Optimization

What happens when every parameter in a 10-billion‑parameter language model seems to pull the loss surface in a different direction? In 1696 Johann Bernoulli saw that to minimize travel time you had to drop quickly at first, even if it meant a steeper slope—his Brachystochrone curve did not follow the straight line a novice would guess, because the best path trades off curvature and gravitational gain. Modern optimizers face the same trade-off but in a higher‑dimensional, constraint-heavy space: step too aggressively and you blow through a manifold described by normalization, spectral bounds, or numerical precision; step too timidly and the compute budget balloons.
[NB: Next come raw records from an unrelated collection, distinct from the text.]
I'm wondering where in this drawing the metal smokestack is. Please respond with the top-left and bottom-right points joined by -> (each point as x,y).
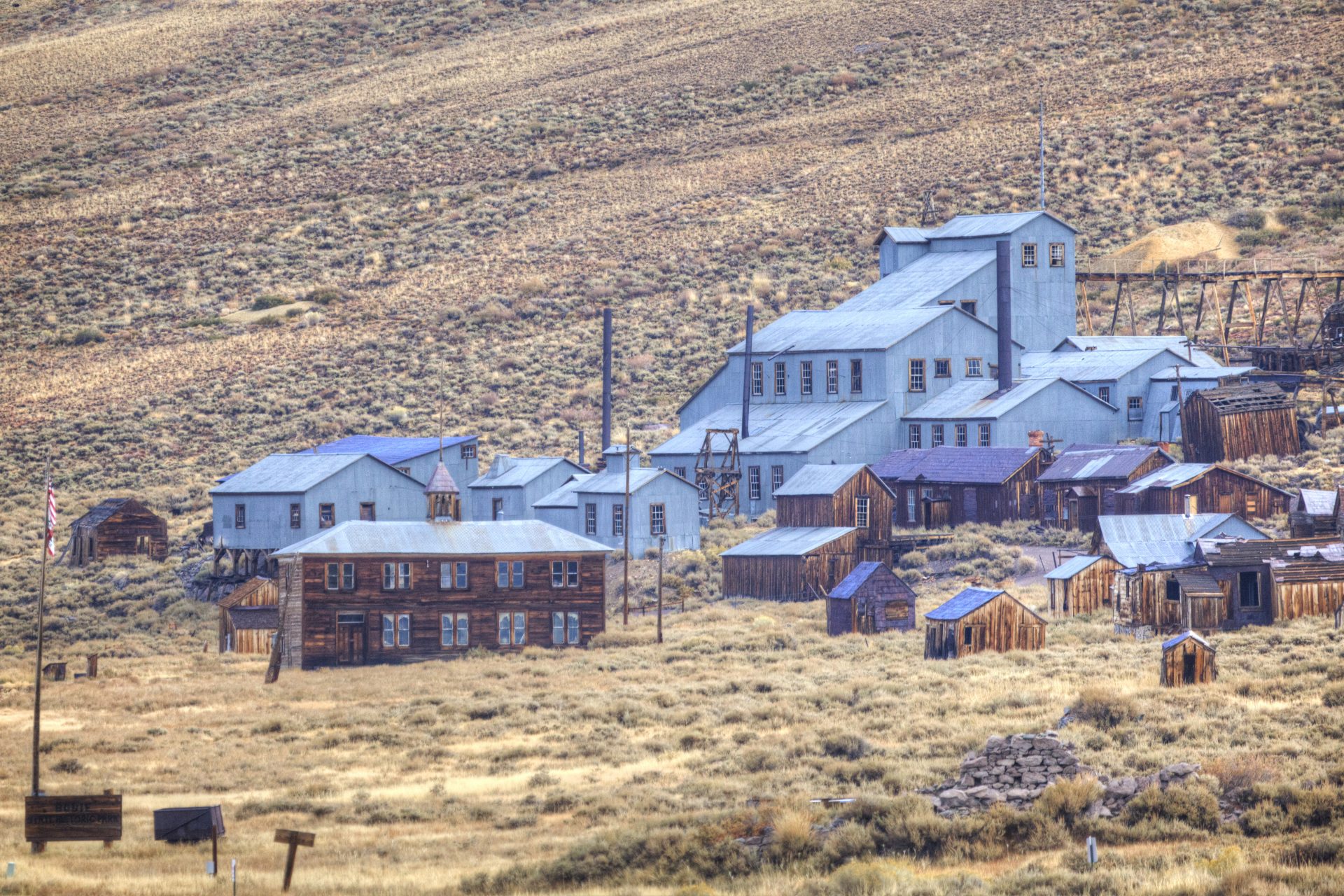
605,307 -> 612,451
742,305 -> 755,440
995,239 -> 1012,395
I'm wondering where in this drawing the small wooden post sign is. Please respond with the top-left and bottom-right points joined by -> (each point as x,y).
23,791 -> 121,846
276,827 -> 317,893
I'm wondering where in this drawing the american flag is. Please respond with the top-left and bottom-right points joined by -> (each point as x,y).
47,477 -> 57,557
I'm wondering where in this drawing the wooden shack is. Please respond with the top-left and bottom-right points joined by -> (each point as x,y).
925,589 -> 1046,659
719,526 -> 858,601
1182,383 -> 1302,463
1046,555 -> 1119,617
69,498 -> 168,566
1116,463 -> 1292,520
774,463 -> 897,563
1160,631 -> 1218,688
219,576 -> 279,653
827,560 -> 916,636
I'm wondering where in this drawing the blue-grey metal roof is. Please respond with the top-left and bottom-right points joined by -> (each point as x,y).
729,305 -> 954,360
839,250 -> 995,314
929,209 -> 1078,239
1039,444 -> 1170,482
720,525 -> 858,557
210,451 -> 408,494
1046,555 -> 1100,579
872,444 -> 1040,485
272,520 -> 610,553
1097,513 -> 1268,568
925,589 -> 1007,622
774,463 -> 863,497
313,435 -> 477,465
649,402 -> 886,456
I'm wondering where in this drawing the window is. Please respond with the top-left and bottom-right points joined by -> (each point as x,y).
910,357 -> 923,392
440,612 -> 470,648
551,610 -> 580,646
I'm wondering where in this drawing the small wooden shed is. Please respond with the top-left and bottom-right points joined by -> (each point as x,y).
70,498 -> 168,566
925,589 -> 1046,659
1182,383 -> 1301,463
219,576 -> 279,653
827,561 -> 916,636
1161,631 -> 1218,688
1046,555 -> 1119,617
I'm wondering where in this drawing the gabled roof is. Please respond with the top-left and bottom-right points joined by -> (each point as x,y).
649,402 -> 886,456
719,525 -> 858,557
316,435 -> 476,466
1040,444 -> 1175,482
872,444 -> 1040,485
1046,555 -> 1100,580
210,456 -> 411,494
272,520 -> 610,556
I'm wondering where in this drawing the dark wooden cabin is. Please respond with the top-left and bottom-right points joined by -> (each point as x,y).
219,576 -> 279,653
774,463 -> 897,563
1036,444 -> 1176,532
1160,631 -> 1218,688
925,589 -> 1046,659
719,526 -> 859,601
1182,383 -> 1302,463
872,444 -> 1042,529
1116,463 -> 1292,520
1046,556 -> 1119,617
273,520 -> 609,669
827,560 -> 916,636
70,498 -> 168,566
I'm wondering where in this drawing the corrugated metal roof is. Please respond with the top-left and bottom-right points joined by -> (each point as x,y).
1097,513 -> 1268,567
925,589 -> 1007,621
774,463 -> 863,497
317,435 -> 476,465
1046,555 -> 1100,579
720,525 -> 858,557
649,402 -> 886,456
929,209 -> 1078,239
272,520 -> 610,556
729,305 -> 953,354
468,454 -> 587,489
872,444 -> 1040,485
210,451 -> 392,494
827,250 -> 995,314
1040,444 -> 1163,482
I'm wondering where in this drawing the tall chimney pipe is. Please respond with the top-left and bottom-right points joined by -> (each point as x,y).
605,307 -> 612,451
742,305 -> 755,440
995,239 -> 1012,395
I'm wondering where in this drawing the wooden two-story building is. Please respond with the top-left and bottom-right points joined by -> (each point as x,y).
272,519 -> 609,669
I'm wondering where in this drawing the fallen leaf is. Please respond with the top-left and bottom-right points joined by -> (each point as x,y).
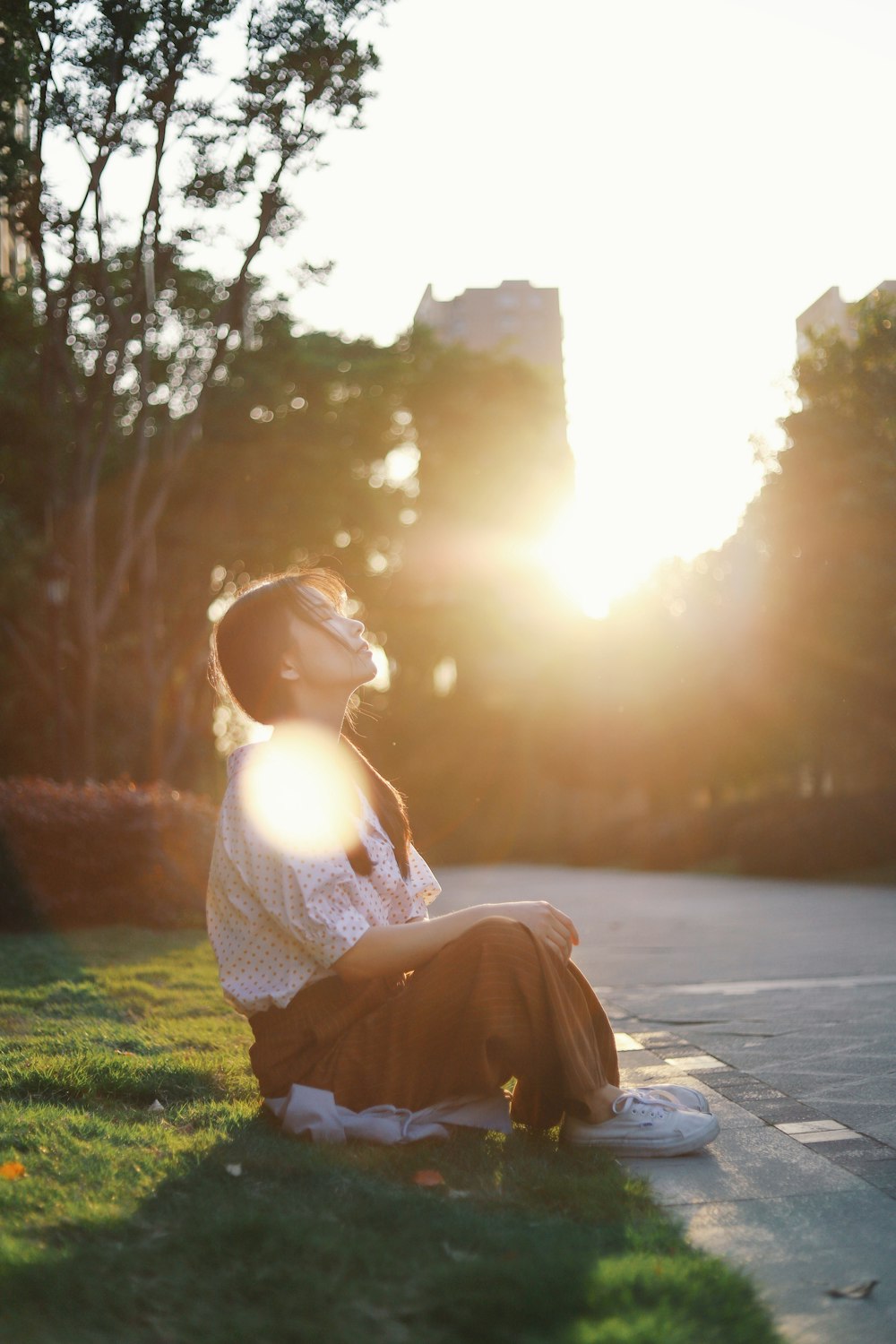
828,1279 -> 880,1297
414,1171 -> 444,1185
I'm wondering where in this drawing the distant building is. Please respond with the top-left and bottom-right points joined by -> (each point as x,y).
414,280 -> 563,383
797,280 -> 896,357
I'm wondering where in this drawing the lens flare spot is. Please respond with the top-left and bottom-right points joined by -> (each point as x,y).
240,723 -> 360,857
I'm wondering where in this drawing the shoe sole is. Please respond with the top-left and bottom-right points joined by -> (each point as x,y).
560,1116 -> 719,1158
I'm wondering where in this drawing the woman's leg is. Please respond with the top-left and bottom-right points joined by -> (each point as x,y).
294,917 -> 619,1128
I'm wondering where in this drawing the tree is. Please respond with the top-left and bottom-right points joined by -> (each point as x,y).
0,0 -> 385,774
745,293 -> 896,789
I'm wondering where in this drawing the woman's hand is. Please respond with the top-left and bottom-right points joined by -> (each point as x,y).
495,900 -> 579,965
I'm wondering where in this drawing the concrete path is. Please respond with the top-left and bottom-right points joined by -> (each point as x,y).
434,866 -> 896,1344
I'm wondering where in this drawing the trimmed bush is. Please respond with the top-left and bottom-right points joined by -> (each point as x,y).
0,780 -> 215,932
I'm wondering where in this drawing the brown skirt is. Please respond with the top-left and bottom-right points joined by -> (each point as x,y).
250,916 -> 619,1128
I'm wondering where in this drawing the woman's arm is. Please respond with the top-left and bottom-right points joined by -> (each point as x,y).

This page lays out why every stakeholder cares: product teams measure inference cost per token, researchers care about converging on safety criteria, and curious learners need a clear analogy plus a runnable notebook to see the geometry at work.

The territory¶

Optimization happens between architecture and deployment budget. Transformer layers, diffusion UNets, and even diffusion-free MLPs do not share uniform curvature; their gradients live on manifolds whose geometry is shaped by dropout, normalization, attention scaling, and mixed precision. The parameterization scale—that is, how much a coordinate change alters the loss—varies not only from tensor to tensor but from training stage to training stage. The constraint geometry—the way gradients from different coordinates interact because of shared invariants such as spectral norms or conservation of energy—forces an optimizer to stabilize direction scaling. The tension is simple: the optimizer must translate the architectural and deployment constraints into algorithmic geometry instead of chasing a single global step size. For product leaders this matters because misaligned geometry is wasted compute, and for engineers it manifests as loss spikes and brittle convergence.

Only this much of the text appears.